Finally, we use a simple and effective technique called majority voting for the ensemble model. In the ensemble phrase, for each testing sample \(\varvec{x}^{test}\), we can get M prediction results obtained by the remaining independent EM-ELMs. Then, a corresponding vector \(\varvec{L}_{\varvec{x}^{test}}\in {\varvec{R}^C}\) (C is the number of class labels) with dimension equal to the number of class labels is utilized to store all these M results of \(\varvec{x}^{test}\). If the mth (\(m\in \{1,...,M\}\)) ELM’s prediction is the ith class label, the value of corresponding entry i in the vector \(\varvec{L}_{\varvec{x}^{test}}\) would be increased by one, that is

$$\begin{aligned} \varvec{L}_{\varvec{x}^{test}}(i) = \varvec{L}_{\varvec{x}^{test}}(i)+1 \end{aligned}$$
(11)

After all the M results are assigned to \(\varvec{L}_{\varvec{x}^{test}}\), the final decision of the EM-ELM ensemble \(f_{ens}(\varvec{x}^{test})\) for the given test sample \(\varvec{x}^{test}\) due to the majority voting is determined by

$$\begin{aligned} f_{ens}\left( \varvec{x}^{test}\right) ={arg}\ {max}_{i \in {\{1,\dots C\}}}\varvec{L}_{\varvec{x}^{test}}(i) \end{aligned}$$
(12)

In [16], Hansen et al. shows that the ensemble of neural network by majority voting has better performance than a single classifier. And the experimental results in [6] also support such conclusion. As analysis in [6], for a C-label classification problem, we assume that the true label for the test sample \(\varvec{x}^{test}\) is c. Given a trained EM-ELM, the probability of correctly predicting the test sample \(\varvec{x}^{test}\) is \(p(c|\varvec{x}^{test})\). If the following inequality holds

$$\begin{aligned} p\left( c|\varvec{x}^{test}\right) > max \left\{ p\left( i|\varvec{x}^{test}\right) \right\} _{i \in \{1,\dots C\}\ and\ i\ne {c}} \end{aligned}$$
(13)

where \(p(i|\varvec{x}^{test})\) is the probability that EM-ELM classifies \(\varvec{x}^{test}\) to category i that is different from the class c, and then, with a sufficiently large independent training number M, the ensemble of EM-ELM is able to correctly classify \(\varvec{x}^{test}\) with probability one. Since EM-ELM has a good generalization performance, Eq. (13) would always hold. However, it is not practical to train sufficiently large number of EM-ELM to make up for ensemble. As suggested in [6], for most practical applications, it suffices to ensemble 5 to 35 ELMs. In light of this, in our experiment, we set the M as 10.

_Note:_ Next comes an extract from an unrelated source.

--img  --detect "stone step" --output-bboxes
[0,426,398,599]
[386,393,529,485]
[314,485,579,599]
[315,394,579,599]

Algorithm 1 illustrates the process conformed in our feature selection method.

figure d

4 Performance verification

In this section, a series of experiments have been carried out to study the proposed method and verify its effectiveness. After a brief introduction of datasets and experiment environment in Sect. 4.1, we investigate some important characteristics of HGEFS including the search ability of genetic algorithm, the efficiency of the novel EI strategy and the effect of automatic determination of neural networks in Sect. 4.2. At last, in Sect. 4.3, we provide a detailed comparison of HGEFS with other famous feature selection methods on different real-world datasets to verify HGEFS’s applicability and effectiveness for feature selection problems.

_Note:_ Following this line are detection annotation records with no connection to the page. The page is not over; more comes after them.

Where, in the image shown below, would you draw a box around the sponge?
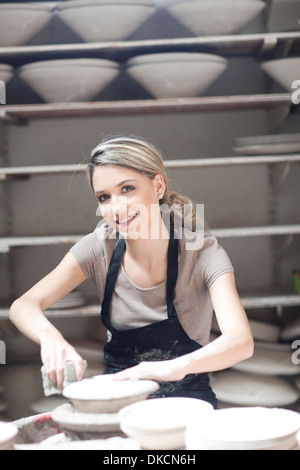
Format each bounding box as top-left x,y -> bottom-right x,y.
41,361 -> 87,397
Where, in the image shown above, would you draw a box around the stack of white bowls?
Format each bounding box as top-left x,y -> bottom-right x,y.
0,421 -> 18,450
166,0 -> 266,36
19,59 -> 120,103
57,0 -> 156,42
0,2 -> 53,47
267,0 -> 300,32
211,320 -> 300,408
118,397 -> 213,450
126,52 -> 227,98
186,407 -> 300,450
261,57 -> 300,93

4.1 The benchmark datasets and experimental setup

In our simulation experiments, 10 benchmark datasets were adopted to validate the proposed method’s effectiveness. Eight of them are available from the UCI Machine Repository, and two microarray datasets, i.e., colon and DLBCL. For convenience, we cut the top two features of Musk dataset. In Sect. 4.2, we select two representative datasets from these 10 datasets, i.e., Sonar and Musk to study HGEFS’s characteristics. Table 1 summarizes some general information of these datasets. For missing values, we replaced them with the most frequently used values and means for nominal and numeric features, respectively. Note that these datasets differ greatly in the instance size (range from 62 to 3196) and the number of features (range from 18 to 7129). All these datasets are widely used for evaluating learning algorithm and hence can provide a comprehensive testing for feature selection problems.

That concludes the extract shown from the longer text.